The Lok Sabha on Wednesday passed a Bill to amend the Right to Education (RTE) Act to abolish the “no-detention” policy in schools. No student can be detained up to class VIII under current provisions of the Act.
As per the amendment, it would be left to states to decide whether to continue the no-detention policy, HRD Minister Prakash Javadekar told the House while replying to the debate on The Right of Children to Free and Compulsory Education (second amendment) Bill, 2017.
“We have to rebuild our education system, which is (at present) broken,” he said.
Javadekar said many students have moved from private schools to government schools in some states, such as Sikkim, Kerala and Telangana.
“Teacher training, quality and accountability are most important,” he said.
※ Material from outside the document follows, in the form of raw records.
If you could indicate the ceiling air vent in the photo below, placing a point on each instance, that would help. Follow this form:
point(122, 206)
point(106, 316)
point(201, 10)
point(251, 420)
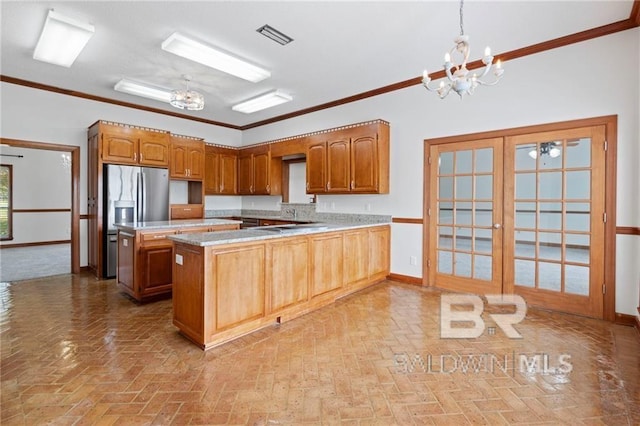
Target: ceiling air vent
point(274, 35)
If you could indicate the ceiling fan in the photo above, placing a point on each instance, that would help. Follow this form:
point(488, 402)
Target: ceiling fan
point(553, 148)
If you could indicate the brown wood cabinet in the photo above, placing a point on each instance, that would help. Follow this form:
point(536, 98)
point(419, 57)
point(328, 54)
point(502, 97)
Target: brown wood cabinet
point(351, 160)
point(187, 158)
point(130, 145)
point(222, 292)
point(220, 171)
point(145, 260)
point(258, 173)
point(115, 143)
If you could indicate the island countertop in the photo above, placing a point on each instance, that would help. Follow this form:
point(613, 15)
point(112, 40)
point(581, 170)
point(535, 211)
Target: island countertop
point(174, 224)
point(264, 233)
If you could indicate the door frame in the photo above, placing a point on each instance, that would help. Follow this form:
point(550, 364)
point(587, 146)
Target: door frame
point(611, 140)
point(75, 189)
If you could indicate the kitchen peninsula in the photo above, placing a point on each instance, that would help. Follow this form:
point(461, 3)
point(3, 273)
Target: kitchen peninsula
point(227, 284)
point(145, 254)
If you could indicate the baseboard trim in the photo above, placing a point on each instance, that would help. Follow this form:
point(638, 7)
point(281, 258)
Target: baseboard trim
point(405, 279)
point(626, 319)
point(41, 243)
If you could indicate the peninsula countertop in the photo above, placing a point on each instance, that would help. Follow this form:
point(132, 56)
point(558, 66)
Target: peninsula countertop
point(174, 224)
point(264, 233)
Stating that there is no shortage of teachers, the minister said their deployment is not right.
Moving the Bill in Lok Sabha, Javadekar said, “It is a very important legislation and a majority of state governments supported this proposal. It brings accountability in our elementary education system.”
Referring to the no-detention policy in the Act, he said, “Schools have become only schools for mid-day meal, as education and learning are missing.”
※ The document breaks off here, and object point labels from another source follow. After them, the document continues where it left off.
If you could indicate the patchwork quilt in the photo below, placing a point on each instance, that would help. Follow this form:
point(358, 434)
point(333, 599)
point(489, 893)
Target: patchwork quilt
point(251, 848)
This Bill has been analysed by a Parliamentary standing committee, which also recommended bringing back the concept of detention in schools, Javadekar said. The policy had been brought back as it was felt that compelling children to repeat a class was demotivating, often forcing them to abandon school, he said.
This Bill, Javadekar said, provides for regular examination in classes V and VIII, and if a child fails, there is a provision to give her or him additional opportunity to take a re-examination within two months.
Congress member K C Venugopal said the proposed legislation lacks “clarity”. He also demanded a hike in allocation for the Centre’s flagship Sarv Shiksha Abhiyaan programme.
BJD MP Bhartruhari Mahtab said the Centre should form uniform guidelines for conducting examinations and leave it to states on how the exams should be conducted.
Arvind Sawant of Shiv Sena and Saugata Roy of TMC lent support to the Bill. Sawant asked the government to focus on primary education. Praising Javadekar’s “non-confrontationist” approach, Roy said children often do not study if there are no exams. He said the education system is currently in a bad shape and learning outcomes were going down due to the non-detention policy.
Supriya Sule of NCP also supported the Bill and said introduction of exams is necessary.